Adam kendisinde abdest aldıktan sonra hârelerin tam görülüp gorülmediğini sorduğunda,
– “Evet”, cevabını aldı. Ve (adam) şöyle devam etti: “Ben abdest almadan hâreket etmem, çünkü abdest mü’minin kalkanı gibidir” dedi.
Bunun üzerine bilim adamı, bu termal kamerada kendisini tesbit etmek istedi.
Abdestin düzenini bilmeksizin, öylesine gördüklerini uyguladı; ışın hâreleri tam eşit değildi.
Müslüman birisinden, kendisine İslâmî usûle göre abdest almayı öğretmesini istedi.
Ve hârelerin tamamını düzenli olarak tesbit etti.
Bunu birçok kişide 37 kez tekrarladı.
Hâreleri eksiksiz hepsinde tesbit etti.
Üstelik bu kişiler Müslüman değillerdi.
Robert Kenzi bu araştırmasından sonra Müslüman oldu, 67 yaşında Kur’an-ı Kerim‘i ezberledi.
Ve bu cihazına “İmanı ölçen cihaz” adını verdi.
Hastalarına bundan sonra sâkinleştirici olarak İslâmî usûlde abdesti reçete verdi.
Rasûlullah Sallallahu Aleyhi ve Sellem:
“Benim ümmetim kıyamet gününde abdest eserinden dolayı yüzleri nûrlu, elleri ve ayakları özel işaretli olarak geleceklerdir. Artık bu parlaklığını daha ziyade artırmak hanginizin elinden gelirse yapsın.” [Müslim, Sahih, Tahâre, 246] buyurdu.
Abdestin etkisi vücudu nûrani hâreler şeklinde çevreler.

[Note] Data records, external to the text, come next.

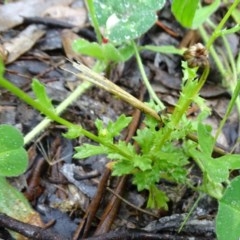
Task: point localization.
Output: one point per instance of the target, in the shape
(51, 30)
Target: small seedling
(161, 156)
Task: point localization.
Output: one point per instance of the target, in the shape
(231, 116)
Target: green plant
(160, 154)
(13, 162)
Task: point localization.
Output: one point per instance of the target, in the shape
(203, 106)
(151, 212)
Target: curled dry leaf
(68, 37)
(23, 42)
(76, 17)
(11, 14)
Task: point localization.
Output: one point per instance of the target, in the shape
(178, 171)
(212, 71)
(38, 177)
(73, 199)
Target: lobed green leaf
(13, 157)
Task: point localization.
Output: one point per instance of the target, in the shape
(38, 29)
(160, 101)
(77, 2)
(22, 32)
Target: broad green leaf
(157, 198)
(88, 150)
(211, 187)
(203, 13)
(14, 204)
(184, 11)
(205, 139)
(228, 217)
(233, 160)
(41, 95)
(126, 20)
(13, 157)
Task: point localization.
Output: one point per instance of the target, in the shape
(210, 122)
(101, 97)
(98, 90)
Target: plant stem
(59, 109)
(145, 79)
(91, 11)
(53, 116)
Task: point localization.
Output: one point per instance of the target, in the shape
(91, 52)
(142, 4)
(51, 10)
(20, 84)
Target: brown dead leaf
(68, 37)
(23, 42)
(76, 16)
(11, 14)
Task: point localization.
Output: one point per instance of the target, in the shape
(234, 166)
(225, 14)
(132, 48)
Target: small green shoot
(189, 15)
(13, 162)
(41, 95)
(228, 217)
(13, 157)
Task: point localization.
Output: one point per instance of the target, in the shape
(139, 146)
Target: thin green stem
(213, 52)
(145, 78)
(59, 109)
(54, 117)
(91, 11)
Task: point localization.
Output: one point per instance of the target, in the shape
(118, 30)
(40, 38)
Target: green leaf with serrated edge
(99, 124)
(126, 20)
(122, 167)
(127, 148)
(203, 13)
(184, 11)
(72, 133)
(88, 150)
(215, 168)
(41, 95)
(13, 157)
(142, 162)
(210, 187)
(114, 128)
(233, 160)
(144, 179)
(205, 139)
(157, 198)
(228, 217)
(145, 139)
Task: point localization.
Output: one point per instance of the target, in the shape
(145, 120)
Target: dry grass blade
(102, 82)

Sizleri Müslüman olarak yarattığı için Rabbinize (c.c.) ne kadar şükretseniz az’dır.
***
Bir başka mûcize de 14 asır sonra keşfedilmiş. SubhanAllâh…

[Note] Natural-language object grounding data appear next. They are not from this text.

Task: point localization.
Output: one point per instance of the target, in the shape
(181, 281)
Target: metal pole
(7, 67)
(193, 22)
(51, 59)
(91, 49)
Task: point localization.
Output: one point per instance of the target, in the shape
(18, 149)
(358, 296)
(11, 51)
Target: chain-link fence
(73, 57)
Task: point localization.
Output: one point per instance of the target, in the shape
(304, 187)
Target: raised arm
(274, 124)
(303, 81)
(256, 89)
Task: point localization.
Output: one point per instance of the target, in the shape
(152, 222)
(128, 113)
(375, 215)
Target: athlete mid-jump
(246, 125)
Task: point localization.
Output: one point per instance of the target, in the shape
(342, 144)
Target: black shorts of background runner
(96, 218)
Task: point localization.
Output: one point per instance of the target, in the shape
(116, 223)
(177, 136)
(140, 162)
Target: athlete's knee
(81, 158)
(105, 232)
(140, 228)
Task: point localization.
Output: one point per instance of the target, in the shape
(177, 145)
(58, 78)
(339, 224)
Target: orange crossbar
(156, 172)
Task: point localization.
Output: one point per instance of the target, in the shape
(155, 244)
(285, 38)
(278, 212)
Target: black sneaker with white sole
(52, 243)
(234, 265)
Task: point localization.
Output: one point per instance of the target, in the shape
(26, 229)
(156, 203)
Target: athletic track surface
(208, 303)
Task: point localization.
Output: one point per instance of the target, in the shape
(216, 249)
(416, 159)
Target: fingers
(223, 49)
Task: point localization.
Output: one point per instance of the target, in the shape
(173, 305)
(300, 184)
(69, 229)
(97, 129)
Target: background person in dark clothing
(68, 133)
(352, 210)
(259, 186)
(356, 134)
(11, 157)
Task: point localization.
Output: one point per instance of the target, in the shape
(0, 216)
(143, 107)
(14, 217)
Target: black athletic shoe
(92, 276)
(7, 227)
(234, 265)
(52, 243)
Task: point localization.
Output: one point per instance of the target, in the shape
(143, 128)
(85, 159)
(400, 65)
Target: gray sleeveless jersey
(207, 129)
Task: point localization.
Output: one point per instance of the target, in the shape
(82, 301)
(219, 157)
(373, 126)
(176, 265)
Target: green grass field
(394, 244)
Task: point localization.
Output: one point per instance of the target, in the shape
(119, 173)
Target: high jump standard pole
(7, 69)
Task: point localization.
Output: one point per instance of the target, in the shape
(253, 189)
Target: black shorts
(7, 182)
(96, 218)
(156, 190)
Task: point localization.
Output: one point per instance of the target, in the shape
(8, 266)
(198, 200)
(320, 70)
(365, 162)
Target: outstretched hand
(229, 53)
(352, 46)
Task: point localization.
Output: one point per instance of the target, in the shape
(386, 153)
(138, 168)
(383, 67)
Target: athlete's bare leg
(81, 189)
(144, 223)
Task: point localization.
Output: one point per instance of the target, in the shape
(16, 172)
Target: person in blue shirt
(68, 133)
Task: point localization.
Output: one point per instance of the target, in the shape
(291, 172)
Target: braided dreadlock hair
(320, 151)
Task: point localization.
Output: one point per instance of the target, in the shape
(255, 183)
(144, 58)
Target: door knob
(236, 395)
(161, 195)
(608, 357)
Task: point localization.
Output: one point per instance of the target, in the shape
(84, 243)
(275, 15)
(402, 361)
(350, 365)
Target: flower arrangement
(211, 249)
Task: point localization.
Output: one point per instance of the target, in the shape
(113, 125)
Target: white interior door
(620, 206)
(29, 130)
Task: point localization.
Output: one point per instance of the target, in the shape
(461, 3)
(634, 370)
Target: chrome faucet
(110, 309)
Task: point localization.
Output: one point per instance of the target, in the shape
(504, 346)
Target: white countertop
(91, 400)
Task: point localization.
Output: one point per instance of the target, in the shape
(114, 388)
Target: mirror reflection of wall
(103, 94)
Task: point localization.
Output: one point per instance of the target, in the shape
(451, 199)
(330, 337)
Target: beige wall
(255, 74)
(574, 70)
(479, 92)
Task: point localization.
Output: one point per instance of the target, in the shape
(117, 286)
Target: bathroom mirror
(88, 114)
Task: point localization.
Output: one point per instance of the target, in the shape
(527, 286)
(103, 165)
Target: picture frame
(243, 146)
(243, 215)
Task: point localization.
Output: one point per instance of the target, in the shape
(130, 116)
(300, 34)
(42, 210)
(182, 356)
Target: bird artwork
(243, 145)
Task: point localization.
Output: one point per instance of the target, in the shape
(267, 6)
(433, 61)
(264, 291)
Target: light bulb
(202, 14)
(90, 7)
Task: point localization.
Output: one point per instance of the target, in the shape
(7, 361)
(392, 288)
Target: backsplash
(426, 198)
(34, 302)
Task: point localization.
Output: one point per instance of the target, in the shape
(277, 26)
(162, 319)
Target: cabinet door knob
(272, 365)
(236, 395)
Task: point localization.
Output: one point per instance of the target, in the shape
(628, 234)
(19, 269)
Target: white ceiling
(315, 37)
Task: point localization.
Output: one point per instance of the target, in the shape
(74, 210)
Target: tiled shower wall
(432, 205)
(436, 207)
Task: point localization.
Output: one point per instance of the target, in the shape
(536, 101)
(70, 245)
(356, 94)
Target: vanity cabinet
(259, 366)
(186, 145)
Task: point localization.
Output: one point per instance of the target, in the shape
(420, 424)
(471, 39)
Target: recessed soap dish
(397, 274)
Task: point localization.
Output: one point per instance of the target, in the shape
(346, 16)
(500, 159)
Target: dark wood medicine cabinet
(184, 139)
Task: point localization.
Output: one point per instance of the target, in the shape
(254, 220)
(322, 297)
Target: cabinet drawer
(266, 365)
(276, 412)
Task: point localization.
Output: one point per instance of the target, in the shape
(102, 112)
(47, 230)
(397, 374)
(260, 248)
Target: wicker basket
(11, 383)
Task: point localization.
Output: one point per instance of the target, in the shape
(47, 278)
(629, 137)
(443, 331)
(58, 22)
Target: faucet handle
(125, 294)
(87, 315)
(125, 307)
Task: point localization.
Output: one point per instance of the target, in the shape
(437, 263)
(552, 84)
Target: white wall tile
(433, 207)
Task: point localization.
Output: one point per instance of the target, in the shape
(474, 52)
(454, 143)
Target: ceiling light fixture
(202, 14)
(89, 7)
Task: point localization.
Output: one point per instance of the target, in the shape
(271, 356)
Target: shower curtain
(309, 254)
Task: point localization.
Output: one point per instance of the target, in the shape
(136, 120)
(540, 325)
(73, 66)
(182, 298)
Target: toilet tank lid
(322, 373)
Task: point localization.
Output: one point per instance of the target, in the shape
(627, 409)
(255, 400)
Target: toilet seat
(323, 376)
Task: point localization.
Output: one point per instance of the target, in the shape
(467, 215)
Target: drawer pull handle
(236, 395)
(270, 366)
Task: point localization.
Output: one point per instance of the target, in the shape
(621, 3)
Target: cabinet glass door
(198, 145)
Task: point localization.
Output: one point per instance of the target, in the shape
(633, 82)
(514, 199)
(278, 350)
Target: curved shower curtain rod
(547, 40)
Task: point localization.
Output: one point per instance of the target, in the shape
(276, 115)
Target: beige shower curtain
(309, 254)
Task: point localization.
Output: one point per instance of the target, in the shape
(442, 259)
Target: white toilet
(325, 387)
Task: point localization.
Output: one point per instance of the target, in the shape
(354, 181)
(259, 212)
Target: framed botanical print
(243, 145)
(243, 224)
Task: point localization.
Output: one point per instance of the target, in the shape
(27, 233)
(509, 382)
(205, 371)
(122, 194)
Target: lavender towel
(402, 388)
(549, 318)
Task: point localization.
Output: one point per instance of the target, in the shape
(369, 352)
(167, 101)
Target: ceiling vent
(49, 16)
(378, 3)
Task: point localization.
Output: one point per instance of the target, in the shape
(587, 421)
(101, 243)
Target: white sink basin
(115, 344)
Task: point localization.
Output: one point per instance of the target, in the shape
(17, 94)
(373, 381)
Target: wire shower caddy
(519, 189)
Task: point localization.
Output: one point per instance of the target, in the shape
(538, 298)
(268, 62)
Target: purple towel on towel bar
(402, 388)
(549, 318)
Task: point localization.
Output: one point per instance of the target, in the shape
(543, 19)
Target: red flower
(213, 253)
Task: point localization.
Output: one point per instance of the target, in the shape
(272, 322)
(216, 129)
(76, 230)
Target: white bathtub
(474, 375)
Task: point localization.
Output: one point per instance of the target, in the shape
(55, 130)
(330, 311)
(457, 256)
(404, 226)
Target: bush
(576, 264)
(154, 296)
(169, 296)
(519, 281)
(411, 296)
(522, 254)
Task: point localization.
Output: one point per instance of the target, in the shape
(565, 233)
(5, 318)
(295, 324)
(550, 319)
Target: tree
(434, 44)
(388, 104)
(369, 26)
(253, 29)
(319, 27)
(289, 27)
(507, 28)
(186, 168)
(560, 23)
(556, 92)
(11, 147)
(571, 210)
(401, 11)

Rasûlullah’a Salavât (Allahumme Salli ve Sellim ve Barik alâ nebiyyinâ Muhammed)
Muhteşem bir bilgi:
İnsan vücudu bir depo gibidir; neşe, acı ve hüzün hepsi birarada bulunmaktadır.
Göz, kusursuz bir kamera gibidir, her gördüğünü kaydeder, faydalı veya zararlı herşeyi tesbit eder.
Yaşadığı olumsuzluklar, uykusunda kâbus gibi şeyler gösterir insana…
Rasûlullah Sallallahu Aleyhi ve Sellem bizlere uykudan önce bolca istiğfarda bulunmamızı emretmiştir.
Bunun ilmî araştırması sonucunda;
İstiğfar sırasında dil üst dişlerin ardına değdiğinde,
Hipofiz bezine değer.
Hipofiz bezi, başın üst bölümünde yer alır.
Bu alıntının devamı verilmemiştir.